Now, $Q$ and $Q'$ contradicts the minimality assumption on $C$.

We use this to prove that there exist two terminals adjacent to a common vertex. Start from any terminal $t_0$, with adjacent vertex $v_0$ of degree 4 , and denote $P_0$ the straight path with endpoint $t_0$. Consider the straight path $P_1$ that intersects $P_0$ at $V_0$, and take one of its endpoint $t_1$, with adjacent vertex $v_1$. This defines, taking $i=1$, a connected set of faces $S_i$ delimited by $P_{i-1}$ between $t_{i-1}$ and $v_{i-1}$, then by $P_i$ from $v_{i-1}$ to $t_i$, and by the outer face.

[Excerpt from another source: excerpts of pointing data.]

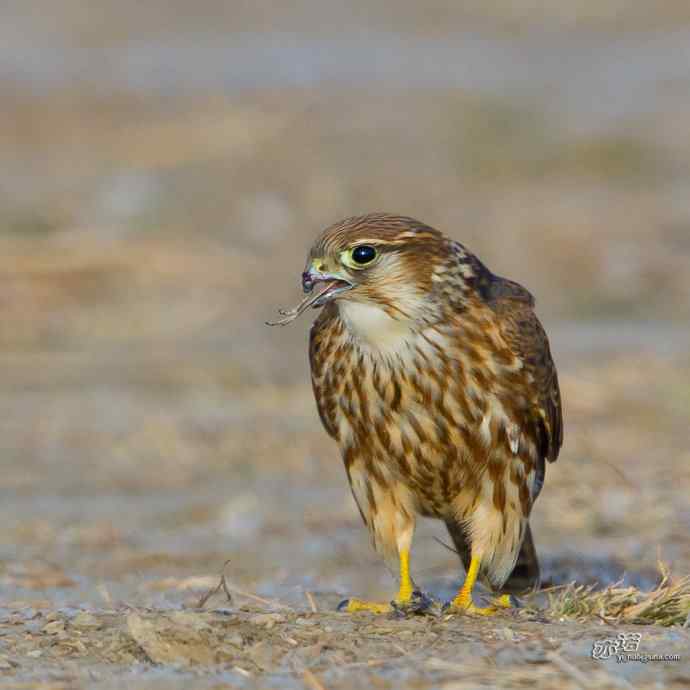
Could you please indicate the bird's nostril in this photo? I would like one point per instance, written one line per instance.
(307, 283)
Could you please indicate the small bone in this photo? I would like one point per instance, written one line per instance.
(291, 314)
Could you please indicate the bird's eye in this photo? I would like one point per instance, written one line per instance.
(364, 254)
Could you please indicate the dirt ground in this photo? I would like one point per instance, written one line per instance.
(161, 184)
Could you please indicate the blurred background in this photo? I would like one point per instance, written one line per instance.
(165, 167)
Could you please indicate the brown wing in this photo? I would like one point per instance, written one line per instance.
(526, 336)
(318, 345)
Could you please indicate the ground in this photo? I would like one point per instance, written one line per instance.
(163, 177)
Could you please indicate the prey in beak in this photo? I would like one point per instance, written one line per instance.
(320, 289)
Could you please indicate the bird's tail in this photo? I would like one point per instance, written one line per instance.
(525, 574)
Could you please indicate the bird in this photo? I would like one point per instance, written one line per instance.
(435, 378)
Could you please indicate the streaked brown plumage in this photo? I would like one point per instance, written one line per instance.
(435, 378)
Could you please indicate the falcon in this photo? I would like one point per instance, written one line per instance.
(435, 378)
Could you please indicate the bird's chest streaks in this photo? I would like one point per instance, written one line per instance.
(427, 414)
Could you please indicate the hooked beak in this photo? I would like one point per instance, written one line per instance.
(330, 285)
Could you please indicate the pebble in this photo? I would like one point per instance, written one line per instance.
(54, 627)
(267, 619)
(86, 621)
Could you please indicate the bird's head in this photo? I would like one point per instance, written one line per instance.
(384, 262)
(377, 260)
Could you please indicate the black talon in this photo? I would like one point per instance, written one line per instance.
(342, 606)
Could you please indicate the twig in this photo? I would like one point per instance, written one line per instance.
(222, 584)
(312, 601)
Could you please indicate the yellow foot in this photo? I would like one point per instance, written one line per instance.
(416, 602)
(505, 601)
(465, 605)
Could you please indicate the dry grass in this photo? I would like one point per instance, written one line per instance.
(668, 604)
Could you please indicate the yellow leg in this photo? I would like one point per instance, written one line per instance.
(403, 597)
(463, 600)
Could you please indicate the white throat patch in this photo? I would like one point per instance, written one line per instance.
(370, 324)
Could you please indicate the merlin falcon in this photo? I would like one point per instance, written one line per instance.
(435, 378)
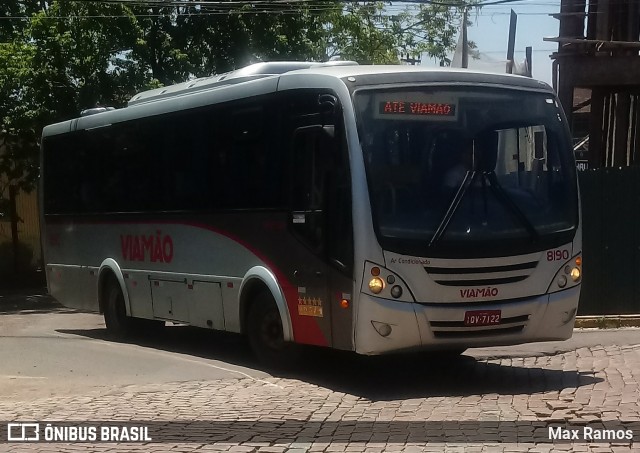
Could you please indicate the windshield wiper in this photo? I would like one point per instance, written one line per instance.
(499, 193)
(453, 207)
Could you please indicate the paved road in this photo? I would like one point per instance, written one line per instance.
(201, 391)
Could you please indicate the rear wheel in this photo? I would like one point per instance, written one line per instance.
(266, 335)
(115, 313)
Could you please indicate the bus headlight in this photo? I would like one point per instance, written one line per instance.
(575, 274)
(376, 285)
(380, 281)
(569, 275)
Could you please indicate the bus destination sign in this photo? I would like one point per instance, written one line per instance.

If $v_0 = v_1$ we are done. Otherwise let $P_i$ (for i=2 ) be the straight path intersecting $P_{i-1}$ at $v_{i-1}$. $P_i$ cannot intersect twice $P_{i-1}$, hence must have an extremity $t_{i}$ on the side of $P_{i-1}$ which contains $t_{i-2}$. Also $P_i$ cannot intersect $P_{i-2}$, hence the set $S_{i}$ defined as above is strictly contained in $S_{i-1}$.

By iterating on $i$, because $S_i$ is decreasing at each step of the construction, we eventually find $t_i$ and $t_{i-1}$ adjacent to a common vertex. The process is illustrated below, with the red arc materializing the boundary of the graph:

We are done with the technical part, whose goal was to prove the existence of this special vertex adjacent to two terminals. Now consider this vertex $v$ and take a tight cut, as in the left picture of the next figure:

Such a cut exists otherwise we would split-off. Because the two dashed variants of this red cut must not violate the cut condition, we deduce that the terminal $t_A$ associated to $s_A$ must be on the right (according to the picture) of the cut, and $t_B$ on the left. Now, we exchange the position of $s_A$ and $s_B$, this preserves the cut condition, the Eulerian condition, the planarity and the fact that terminals are on the outer boundary. Moreover, any cut separating $s_A$ from $s_B$ has its excess increased by $2$. Hence we may split-off the common neighbor of $s_A$ and $s_B$. By induction on the number of vertices of degree 4 , we reduce the problem to a graph with max degree 2 , and this is a trivial case.